LSU has tough tests ahead
There was a need to beef up the non-conference schedule this season and that happened, coincidentally with a team more capable of handling it -- so far with decent results, although the two toughest tests at home remain.
LSU notched road wins against Georgia Tech (neutral-site), Houston and Rutgers and played a solid game against once-beaten Northwestern at a tournament in Charleston. As promising as that is for the Tigers, they'll dip their toes into the power-level conference pool two more times before SEC play when Marquette (Dec. 19) and Virginia (Jan. 2) visit Baton Rouge.
Exactly how the upgraded slate will benefit the Tigers won't take long to decipher. Four of their first seven SEC games are against ranked foes, three on the road and all before the calendar turns to February.
That doesn't bode well considering LSU began the SEC season 2-5 a year ago and went 13 games before winning a league game the year before.
What should help the Tigers as they shift into league play is better talent, more depth and a defensive tenacity that has blossomed in the first third of the season.
Two players from a three-man recruiting class are starting -- point guard Anthony Hickey and forward Johnny O'Bryant -- and the third, John Isaac has played a key role in the upgraded defensive toughness. Those three, along with junior transfer Justin Hamilton, a 7-foot center, infused the kind of skills that LSU lacked the last few years.
It's the freshmen who have fourth-year coach Trent Johnson most encouraged that LSU is on the right track to reverse a two-year trend of last-place finishes in the SEC.
"They're about where I thought they would be in this point in time," Johnson said. "When I say that, all three of them are competing at a very high level. They're not afraid, and they're not tentative to make plays. They continue to be receptive to coaching. Are we as consistent as we'd like? No, but we're going to get there.

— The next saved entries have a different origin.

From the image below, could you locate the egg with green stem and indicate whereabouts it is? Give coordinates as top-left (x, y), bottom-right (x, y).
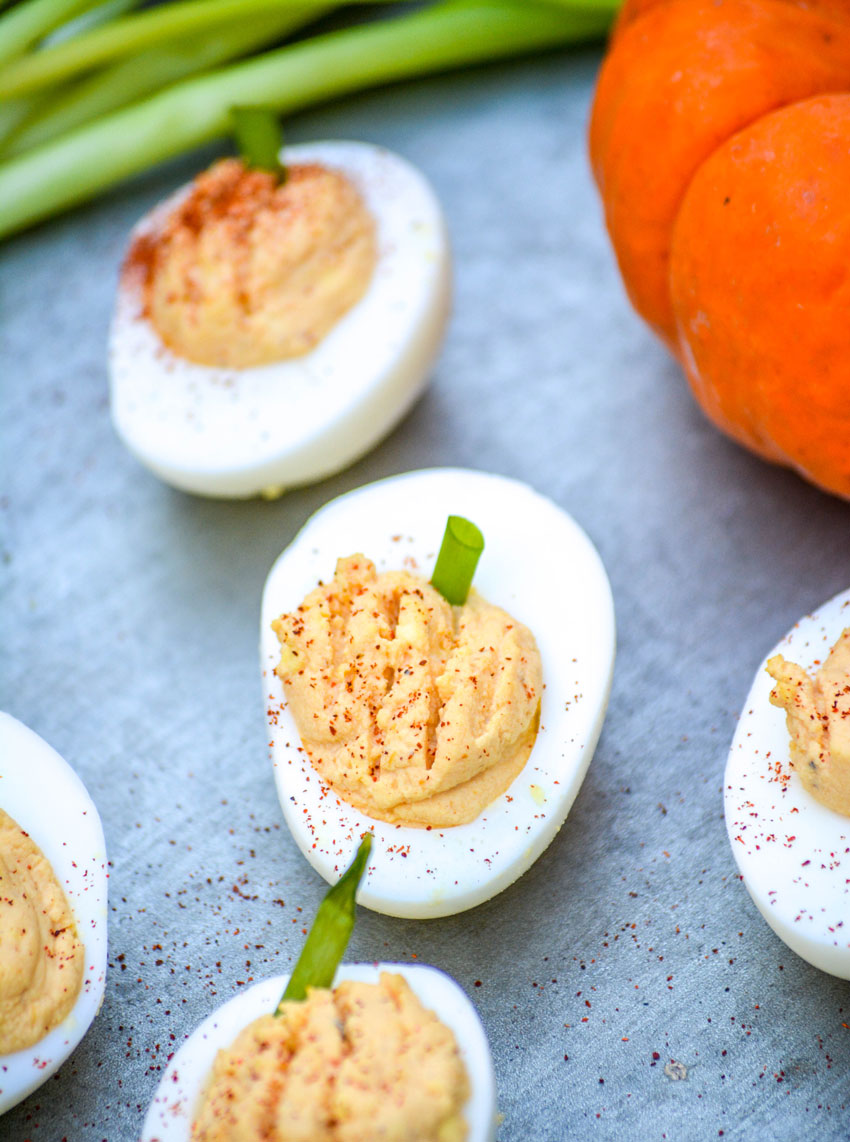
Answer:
top-left (141, 835), bottom-right (497, 1141)
top-left (0, 712), bottom-right (108, 1113)
top-left (109, 139), bottom-right (451, 499)
top-left (141, 962), bottom-right (497, 1142)
top-left (260, 467), bottom-right (616, 919)
top-left (724, 587), bottom-right (850, 978)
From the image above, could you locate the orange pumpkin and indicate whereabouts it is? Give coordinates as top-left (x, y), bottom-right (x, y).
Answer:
top-left (589, 0), bottom-right (850, 498)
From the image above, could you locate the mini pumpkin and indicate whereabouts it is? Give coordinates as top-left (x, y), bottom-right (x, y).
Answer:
top-left (589, 0), bottom-right (850, 498)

They're on par."
Hamilton has also been a pleasant surprise, averaging 11.2 points and 6 rebounds a contest and is shooting 80.6% from the free-throw line.
The upgraded depth will be put to a test with recent health problems: Isaac tweaked a knee in practice and sophomore Andre Stringer (team-high 12.1 ppg and a 42.5% 3-pont shooter) fainted before a workout and will be held out for precautionary reasons until additional tests are completed.
Depending on how long those two are on the shelf and how the Tigers adjust, there is enough cause for optimism from the first portion of the season to think LSU be a contender for postseason play if it can hold its own against the upper echelon of the top-heavy SEC.
LSU's defense thrived on forcing turnovers early in the season, ranking second in the SEC in steals (9 per game) and turnover margin (plus-4.3) through Dec. 12.
The Tigers had outrebounded foes six times in nine games and won five of those games. Last season LSU lost the battle on the boards 18 times and was 2-16 in those games.
In the last six games, LSU has limited opponents to 56.5 points a game, with five foes failing to crack 60.
PLAYER TO WATCH: F Storm Warren -- One of the last two remaining members of the Tigers 2009 SEC Championship team, Warren's role has shifted from being a starter most of the last two seasons to coming off the bench, and the 6-foot-8 athletic senior has embraced it well. Warren is producing 8.2 points and 4.9 rebounds a game, and consistently brings a jolt of energy when he enters a game -- especially on defense, where he has recorded 13 steals and 7 blocked shots. With the rigors of SEC play on the horizon, Warren's impact and value should become even more meaningful as Hamilton and O'Bryant adjust to what they need to adjust to the physicality.
KEY CONFERENCE GAME: Jan. 11 at Alabama -- The Tigers don't have to wait long to get their barometer check. How LSU plays at Alabama could set the tone for the two-month conference grind. Go to Tuscaloosa and play well and/or win, and the Tigers should be confident moving forward, which could be vital in that early grind that includes additional road trips to Florida and Mississippi State and a home game vs. Kentucky. Struggle on the road and start to have doubts, and a team built around sophomores and freshmen could start to unravel. With more athleticism and the penchant for playing sticky defense, the Tigers have the tools to compete with most teams in the league -- especially if they can get things started on the right foot.
QUOTE TO NOTE: "I think it's good. I think it's huge. I think it's important. All three words because going into a game like this you know you have a size advantage, so it's on you as a team to execute that. I thought we were very efficient." -- coach Trent Johnson after LSU notched a win against Boise State in the first test without Andre Stringer and John Isaac.
STRATEGY AND PERSONNEL
2010-11 CONFERENCE RECORD: 3-13, 12th place
LINEUP BREAKDOWN: Johnson has settled on an eight-man rotation, although that could change if Stringer or Isaac is out for an extended period. But there's depth to fill the gaps, and that's something Johnson hasn't had the last two seasons. Stringer (18 assists, 16 steals) Hickey (11.2 ppg, 4.2 assists, 2 steals per game), Turner (9.9 ppg, 17-49 3-pt. FG) and Hamilton are mainstays in the starting lineup, with either O'Bryant (9.1 ppg, 6.4 rpg) or Warren filling the other frontcourt spot. If Stringer's ailment keeps him out of action, Isaac and junior Eddie Ludwig are the leading candidates to jump in and round out the first five.
Hickey is tied for third in the league with 2 steals per game and tied for fifth with 4.2 assists a contest.
Five different players have led the Tigers in scoring, although none have hit double figures in every game. Stringer, Hickey and Hamilton have each done so six times apiece. Hickey and Stringer have recorded a 20-point game each.
Turner made at least two 3-pointers in each of the first seven games, but has missed 6-of-7 in the last two outings.
LSU has yet to record a double-double this season, largely because none of the big men has snatched 10 or more rebounds in a game.